For many years I have held the view that the Olympics should be returned to their roots, basic running, jumping and chucking things about, anything requiring a judge's decision should be scrapped.

Out would go gymnastics, synchronised swimming, judo, wrestling, boxing, and all the others which, to a large degree, rely on the verdict of someone who is a judge often because they could not do the sport to top level themselves.

Also out would be the equipment sports such as cycling, sailing and horse-leaping, as it always seems unfair to me that Olympic gold should rest on the number of sprockets on a cog wheel, the ability to put the best polish on a hull, or what a horse (usually called Helvellyn Single-Glazing, or some similar bit of blatant advertising) had for breakfast.

Having reduced the games to essentials and given that 99.5 per cent of people watch them on television rather than pay inflated prices to travel halfway round the world and see a fraction of them, I believe Cumbria would be in a good position to bid for a future staging and put on a show which was both entertaining and honest.
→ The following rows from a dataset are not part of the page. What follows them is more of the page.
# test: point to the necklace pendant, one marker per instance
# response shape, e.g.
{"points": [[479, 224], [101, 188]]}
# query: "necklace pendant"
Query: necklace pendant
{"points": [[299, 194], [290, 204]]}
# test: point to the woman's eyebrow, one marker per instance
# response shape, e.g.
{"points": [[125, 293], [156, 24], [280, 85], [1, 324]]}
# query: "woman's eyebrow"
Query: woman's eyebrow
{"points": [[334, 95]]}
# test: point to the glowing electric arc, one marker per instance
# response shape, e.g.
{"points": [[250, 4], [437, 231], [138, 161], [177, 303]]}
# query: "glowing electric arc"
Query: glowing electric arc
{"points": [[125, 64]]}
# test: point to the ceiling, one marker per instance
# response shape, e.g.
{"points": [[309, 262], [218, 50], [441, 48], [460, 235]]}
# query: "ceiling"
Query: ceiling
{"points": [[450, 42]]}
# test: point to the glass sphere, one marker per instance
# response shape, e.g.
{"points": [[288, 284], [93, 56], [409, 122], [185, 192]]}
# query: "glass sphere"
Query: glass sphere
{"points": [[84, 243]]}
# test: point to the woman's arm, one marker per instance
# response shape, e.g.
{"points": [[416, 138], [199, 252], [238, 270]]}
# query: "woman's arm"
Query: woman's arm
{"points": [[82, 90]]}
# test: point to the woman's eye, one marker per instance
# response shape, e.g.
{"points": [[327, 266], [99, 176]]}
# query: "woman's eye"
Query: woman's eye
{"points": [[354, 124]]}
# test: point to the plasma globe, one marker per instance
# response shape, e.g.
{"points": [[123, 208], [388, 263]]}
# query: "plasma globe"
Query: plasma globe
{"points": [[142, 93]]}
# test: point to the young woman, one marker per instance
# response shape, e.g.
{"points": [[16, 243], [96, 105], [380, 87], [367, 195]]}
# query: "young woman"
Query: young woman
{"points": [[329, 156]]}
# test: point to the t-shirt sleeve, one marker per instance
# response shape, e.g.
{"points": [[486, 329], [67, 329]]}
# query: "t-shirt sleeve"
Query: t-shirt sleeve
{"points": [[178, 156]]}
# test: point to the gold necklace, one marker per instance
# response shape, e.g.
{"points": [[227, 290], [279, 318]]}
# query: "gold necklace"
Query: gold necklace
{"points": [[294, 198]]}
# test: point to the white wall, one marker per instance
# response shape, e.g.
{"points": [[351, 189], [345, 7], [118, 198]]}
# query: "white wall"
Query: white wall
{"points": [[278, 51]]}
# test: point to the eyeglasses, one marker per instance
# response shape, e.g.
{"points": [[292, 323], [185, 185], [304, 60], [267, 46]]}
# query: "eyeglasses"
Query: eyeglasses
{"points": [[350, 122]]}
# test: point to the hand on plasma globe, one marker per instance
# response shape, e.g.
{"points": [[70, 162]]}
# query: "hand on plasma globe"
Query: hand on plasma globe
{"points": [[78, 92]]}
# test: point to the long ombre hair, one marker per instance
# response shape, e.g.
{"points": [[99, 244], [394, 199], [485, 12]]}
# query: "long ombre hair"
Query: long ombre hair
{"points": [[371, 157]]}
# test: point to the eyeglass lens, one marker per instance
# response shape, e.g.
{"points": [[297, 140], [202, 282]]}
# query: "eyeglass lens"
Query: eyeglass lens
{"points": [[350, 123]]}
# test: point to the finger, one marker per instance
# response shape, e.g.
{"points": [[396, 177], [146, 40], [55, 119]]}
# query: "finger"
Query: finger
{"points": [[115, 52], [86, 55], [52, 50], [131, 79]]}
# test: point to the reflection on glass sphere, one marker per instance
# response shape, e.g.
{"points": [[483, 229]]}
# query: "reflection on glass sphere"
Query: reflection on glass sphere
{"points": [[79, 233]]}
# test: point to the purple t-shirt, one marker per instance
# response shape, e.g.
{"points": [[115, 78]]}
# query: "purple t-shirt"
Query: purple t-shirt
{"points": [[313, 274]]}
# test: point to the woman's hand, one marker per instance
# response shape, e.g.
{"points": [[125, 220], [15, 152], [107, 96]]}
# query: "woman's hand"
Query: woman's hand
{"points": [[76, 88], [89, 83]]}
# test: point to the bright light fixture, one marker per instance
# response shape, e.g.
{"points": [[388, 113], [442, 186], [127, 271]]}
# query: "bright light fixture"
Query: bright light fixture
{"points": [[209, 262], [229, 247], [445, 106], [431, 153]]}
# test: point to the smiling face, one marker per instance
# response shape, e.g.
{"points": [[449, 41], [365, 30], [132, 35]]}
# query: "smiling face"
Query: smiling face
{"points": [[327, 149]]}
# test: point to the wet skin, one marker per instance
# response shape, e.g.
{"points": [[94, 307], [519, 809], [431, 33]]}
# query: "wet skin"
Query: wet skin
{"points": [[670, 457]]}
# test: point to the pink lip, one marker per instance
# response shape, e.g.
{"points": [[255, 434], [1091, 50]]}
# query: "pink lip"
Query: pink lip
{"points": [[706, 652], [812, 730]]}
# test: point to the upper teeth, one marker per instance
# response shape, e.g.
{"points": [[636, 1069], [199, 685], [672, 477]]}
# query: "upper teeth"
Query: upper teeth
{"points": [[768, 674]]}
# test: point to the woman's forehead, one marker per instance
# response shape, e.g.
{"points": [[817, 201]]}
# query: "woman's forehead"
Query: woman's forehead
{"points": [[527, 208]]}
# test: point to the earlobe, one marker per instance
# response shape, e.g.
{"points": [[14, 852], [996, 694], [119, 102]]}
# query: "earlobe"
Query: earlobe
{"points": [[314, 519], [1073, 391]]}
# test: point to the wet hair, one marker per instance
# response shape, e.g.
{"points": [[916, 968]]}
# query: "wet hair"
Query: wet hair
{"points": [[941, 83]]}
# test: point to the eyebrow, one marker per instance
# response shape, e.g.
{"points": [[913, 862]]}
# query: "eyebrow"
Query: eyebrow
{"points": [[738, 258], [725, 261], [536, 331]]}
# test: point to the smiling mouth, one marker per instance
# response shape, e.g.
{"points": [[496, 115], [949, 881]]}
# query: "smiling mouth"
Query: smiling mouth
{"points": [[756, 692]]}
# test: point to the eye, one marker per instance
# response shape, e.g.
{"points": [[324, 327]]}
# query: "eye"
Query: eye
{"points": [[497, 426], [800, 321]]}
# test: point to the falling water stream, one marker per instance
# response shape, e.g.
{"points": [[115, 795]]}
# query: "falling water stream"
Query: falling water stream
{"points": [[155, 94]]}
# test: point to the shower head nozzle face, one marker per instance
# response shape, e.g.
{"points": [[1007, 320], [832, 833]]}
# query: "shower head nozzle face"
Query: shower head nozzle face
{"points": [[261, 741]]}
Hurdling for instance would involve competitors sprinting across a few fields and taking our stone walls in their stride.

No chance of craftily knocking over a few with the leading foot to save a few hundredths of a second - just a bit of rolling around clutching yourself in agony if the jump is not quite high enough.

Long jump would take on a whole new dimension in a Cumbria Olympics.

Competition would start near the top of the Kentmere valley, where the River Kent is but a trickle.

Everyone would cleared it would then move downstream a bit for the next round, giving the cameras a chance of a new view rather than the same old sandpit.

As the river widened there would be no need for a judge peering at a plastacine strip to see whether it was a legal jump - anyone with a wet trainer would be out.

It would also be clear that by the time the competition reached Gooseholme anyone still in was on drugs.

The Stricklandgate Dash would become the premier sprint event of the games.

Competitors would line up at the Pelican crossing at Allhallows Lane then sprint across the instant the little man goes red (as most pedestrians in Kendal do already).

After a number of heats the last one to be knocked down would win the gold.

Throwing sports would include the spectacle of the North of England Yorkie Chucking Championship.

Women competitors to throw the ones with pink bows and men the ones with blue bows.

No need for a judge here either as competitors would all throw from the top deck of a Windermere steamer at the same time and would therefore not be able to get ahead of the throwing line, while the rings in the water would show who had won.